1006: Jacobian Matrix And its determinant 雅克比行列式及其行列式 20220418

函数全称: Jacobian Matrix 雅克比行列式
函数解决的问题/不使用的后果:
- 无法表示向量对向量的微分,无法简洁地表示反向传播
- 无法计算变量代换(Change of Variables)后的概率密度函数(PDF)
  - 对于变量数增大或减小的场景,可以考虑计算\(\text{pdet}(J)=\sqrt{\det(J.J^T)}\) See gh issue
函数解决改问题的原理: 是微分算子的高维自然扩展
函数可能存在的问题:
- 算起来可能会慢且复杂。

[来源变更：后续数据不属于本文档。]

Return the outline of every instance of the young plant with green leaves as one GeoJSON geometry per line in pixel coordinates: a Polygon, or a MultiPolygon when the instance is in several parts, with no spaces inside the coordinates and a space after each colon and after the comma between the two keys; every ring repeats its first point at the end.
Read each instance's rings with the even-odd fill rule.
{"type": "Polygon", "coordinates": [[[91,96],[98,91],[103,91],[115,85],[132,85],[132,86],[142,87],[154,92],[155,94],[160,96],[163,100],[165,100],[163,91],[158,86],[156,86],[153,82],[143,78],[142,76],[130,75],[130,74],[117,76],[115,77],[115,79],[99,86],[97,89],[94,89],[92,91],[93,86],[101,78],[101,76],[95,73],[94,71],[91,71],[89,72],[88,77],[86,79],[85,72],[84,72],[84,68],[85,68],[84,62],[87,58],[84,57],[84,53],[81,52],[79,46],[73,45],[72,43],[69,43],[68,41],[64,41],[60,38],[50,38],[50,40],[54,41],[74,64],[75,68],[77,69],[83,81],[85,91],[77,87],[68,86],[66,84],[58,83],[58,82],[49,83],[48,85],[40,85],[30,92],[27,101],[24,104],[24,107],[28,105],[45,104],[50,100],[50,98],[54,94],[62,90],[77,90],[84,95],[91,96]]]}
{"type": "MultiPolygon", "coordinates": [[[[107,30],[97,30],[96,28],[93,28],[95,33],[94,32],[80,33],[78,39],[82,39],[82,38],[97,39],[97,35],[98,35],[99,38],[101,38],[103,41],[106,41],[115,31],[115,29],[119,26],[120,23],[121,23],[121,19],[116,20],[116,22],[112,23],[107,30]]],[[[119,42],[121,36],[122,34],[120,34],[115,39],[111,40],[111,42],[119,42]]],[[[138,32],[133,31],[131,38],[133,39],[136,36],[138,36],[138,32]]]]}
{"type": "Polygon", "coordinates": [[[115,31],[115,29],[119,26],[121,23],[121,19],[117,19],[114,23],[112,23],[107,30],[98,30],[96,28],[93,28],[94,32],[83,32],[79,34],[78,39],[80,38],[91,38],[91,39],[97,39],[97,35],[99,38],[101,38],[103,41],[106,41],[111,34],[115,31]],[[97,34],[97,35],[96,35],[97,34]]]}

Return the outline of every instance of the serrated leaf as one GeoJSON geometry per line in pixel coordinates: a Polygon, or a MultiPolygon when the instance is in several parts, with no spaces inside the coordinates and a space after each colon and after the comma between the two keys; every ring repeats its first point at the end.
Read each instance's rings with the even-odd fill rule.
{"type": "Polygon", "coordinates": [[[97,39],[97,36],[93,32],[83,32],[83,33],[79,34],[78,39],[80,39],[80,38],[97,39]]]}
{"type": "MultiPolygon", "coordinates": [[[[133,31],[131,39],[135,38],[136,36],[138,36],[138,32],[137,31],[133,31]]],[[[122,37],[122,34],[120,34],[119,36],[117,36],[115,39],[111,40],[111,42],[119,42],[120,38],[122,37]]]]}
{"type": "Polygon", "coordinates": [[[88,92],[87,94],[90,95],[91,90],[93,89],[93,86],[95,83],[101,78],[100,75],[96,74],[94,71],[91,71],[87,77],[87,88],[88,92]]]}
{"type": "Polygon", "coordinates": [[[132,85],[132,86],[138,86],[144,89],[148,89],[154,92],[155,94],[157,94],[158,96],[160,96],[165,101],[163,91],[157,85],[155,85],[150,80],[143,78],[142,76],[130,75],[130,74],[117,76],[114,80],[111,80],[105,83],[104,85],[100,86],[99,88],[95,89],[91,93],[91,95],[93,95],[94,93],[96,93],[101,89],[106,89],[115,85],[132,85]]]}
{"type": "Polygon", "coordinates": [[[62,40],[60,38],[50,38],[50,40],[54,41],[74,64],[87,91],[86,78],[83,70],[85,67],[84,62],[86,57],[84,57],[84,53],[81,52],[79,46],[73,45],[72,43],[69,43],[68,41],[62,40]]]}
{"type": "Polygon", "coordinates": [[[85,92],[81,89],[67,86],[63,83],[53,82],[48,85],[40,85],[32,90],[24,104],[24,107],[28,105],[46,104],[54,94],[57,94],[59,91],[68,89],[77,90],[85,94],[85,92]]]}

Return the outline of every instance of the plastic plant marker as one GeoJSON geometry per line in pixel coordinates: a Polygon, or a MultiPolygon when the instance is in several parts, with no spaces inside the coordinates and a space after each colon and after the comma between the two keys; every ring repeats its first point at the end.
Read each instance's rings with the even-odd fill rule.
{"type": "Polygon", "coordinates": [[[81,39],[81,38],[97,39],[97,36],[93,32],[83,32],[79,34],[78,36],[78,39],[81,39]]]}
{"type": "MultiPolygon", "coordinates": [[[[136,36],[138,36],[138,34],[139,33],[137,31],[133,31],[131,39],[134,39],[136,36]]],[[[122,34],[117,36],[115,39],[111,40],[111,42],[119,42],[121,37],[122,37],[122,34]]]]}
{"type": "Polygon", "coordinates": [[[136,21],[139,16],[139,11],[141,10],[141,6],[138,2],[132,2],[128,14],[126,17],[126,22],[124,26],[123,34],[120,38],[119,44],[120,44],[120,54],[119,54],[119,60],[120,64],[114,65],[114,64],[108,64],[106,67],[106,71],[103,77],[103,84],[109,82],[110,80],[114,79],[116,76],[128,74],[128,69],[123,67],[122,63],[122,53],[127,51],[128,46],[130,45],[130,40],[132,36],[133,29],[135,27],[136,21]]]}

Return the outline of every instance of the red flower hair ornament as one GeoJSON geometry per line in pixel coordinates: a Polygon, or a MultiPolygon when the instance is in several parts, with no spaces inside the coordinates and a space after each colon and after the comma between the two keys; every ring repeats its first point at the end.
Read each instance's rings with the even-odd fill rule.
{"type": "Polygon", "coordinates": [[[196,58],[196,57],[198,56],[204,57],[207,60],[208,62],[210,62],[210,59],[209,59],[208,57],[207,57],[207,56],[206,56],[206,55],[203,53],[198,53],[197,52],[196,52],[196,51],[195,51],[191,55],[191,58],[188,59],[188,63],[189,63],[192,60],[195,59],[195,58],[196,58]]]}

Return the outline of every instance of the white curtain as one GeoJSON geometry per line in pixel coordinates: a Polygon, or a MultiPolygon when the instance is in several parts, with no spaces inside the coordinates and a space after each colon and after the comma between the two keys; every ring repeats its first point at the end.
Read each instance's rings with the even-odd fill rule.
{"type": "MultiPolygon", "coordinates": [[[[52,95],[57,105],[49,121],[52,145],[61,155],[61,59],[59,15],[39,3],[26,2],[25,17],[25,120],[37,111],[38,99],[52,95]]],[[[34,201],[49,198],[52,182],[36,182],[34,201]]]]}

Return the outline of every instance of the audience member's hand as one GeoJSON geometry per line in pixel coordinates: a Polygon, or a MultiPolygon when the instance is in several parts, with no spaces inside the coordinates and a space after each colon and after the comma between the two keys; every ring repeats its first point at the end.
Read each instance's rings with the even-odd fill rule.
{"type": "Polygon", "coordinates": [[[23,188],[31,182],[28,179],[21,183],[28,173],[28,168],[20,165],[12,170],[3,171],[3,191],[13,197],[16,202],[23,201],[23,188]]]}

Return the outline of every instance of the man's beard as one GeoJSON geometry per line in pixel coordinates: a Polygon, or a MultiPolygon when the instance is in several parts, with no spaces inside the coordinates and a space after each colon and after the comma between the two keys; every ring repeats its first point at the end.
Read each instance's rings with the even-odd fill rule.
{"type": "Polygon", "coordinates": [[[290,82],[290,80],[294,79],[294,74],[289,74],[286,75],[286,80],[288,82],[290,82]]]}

空间复杂度就为 \(O(IJ)\)
- 无法链式累积误差? \(\det(J J^T)\) 在哪些情况下为0? 如果 \(J \in R^{m \times n},m>n\)那么必然有\(\det(J J^T)=0\)
函数在某一场景下的具体形式:
- 考虑简单的线性变换
\[\begin{split} \begin{align} \vec{y} &= f(x) = W \vec{x} + \vec{b} \\ J &= \begin{bmatrix} \frac{ \partial y_1}{\partial x_1} & \frac{ \partial y_1}{\partial x_2} & \cdots & \frac{ \partial y_1}{\partial x_I} \\ \frac{ \partial y_2}{\partial x_1} & \frac{ \partial y_2}{\partial x_2} & \cdots & \frac{ \partial y_3}{\partial x_I} \\ \vdots & \vdots & \vdots & \vdots\\ \frac{ \partial y_J}{\partial x_1} & \frac{ \partial y_J}{\partial x_2} & \cdots & \frac{ \partial y_J}{\partial x_I} \\ \end{bmatrix} \\ y_j &= \sum_i w_{ji} x_i \\ j_{ji} &= \frac{ \partial y_j }{\partial x_i } = w_{ji} \\ J &= W \end{align} \end{split}\]
- 考虑维数不匹配的形式
\[\begin{split} \begin{align} y &= \mu^T x \\ J &= \mu^T \\ \text{(J is a row vector by defintion )} \\ \text{pdet}(J) &= \sqrt{ \det( \mu^T \mu )} = |\mu| \end{align} \end{split}\]
函数的具体计算方法
- 通过自动微分工具在计算图上进行反向传播
函数备注
函数参考信源
通过随机向量构造对Jacobian Response的随机近似
- 给定线性近似 \(y=f(x)=J \cdot x\), 考虑微小扰动通过函数后产生的映射函数 \(e \sim N(0, \sigma^2 I)\)
- 考虑变量替换 \( (y-y_0) = (f(x_0+e) - y_0)=(J x_0 + J e - y_0) = (J e)\)
- \(E(Je) = J E(e) = 0\)

\[\begin{split} \begin{align} E(|J e|^2) &= E((J e)^T J e) \\ &= E(e^T J^T J e) \\ &= E(e^T K e ) \\ &= E(\sum_{ij} e_i e_j K_{ij} ) \\ &= \sum_{ij}E(e_i e_j ) K_{ij} \\ \text{(since off-diagonal elements are zero for e) } &= \sum_{i} \sigma^2 K_{ii} \\ \\ K &= J^T J = \sum_{k} J_{ki} J_{kj} \\ \text{(this is the sum of 2-norm of the row vectors )} K_{ii} &= \sum_{k} J_{ki} J_{ki} \\ &= \sum_{i} \sigma^2 K_{ii} \\ \\ E(|J e|^2) &= \sum_{i} \sigma^2 (\sum_{k} J_{ki} J_{ki})\\ \text{(this is the squared Frobenius norm scaled)} E(|J e|^2) &= \sigma^2 \sum_{i,k} J_{ki}^2\\ \end{align} \end{split}\]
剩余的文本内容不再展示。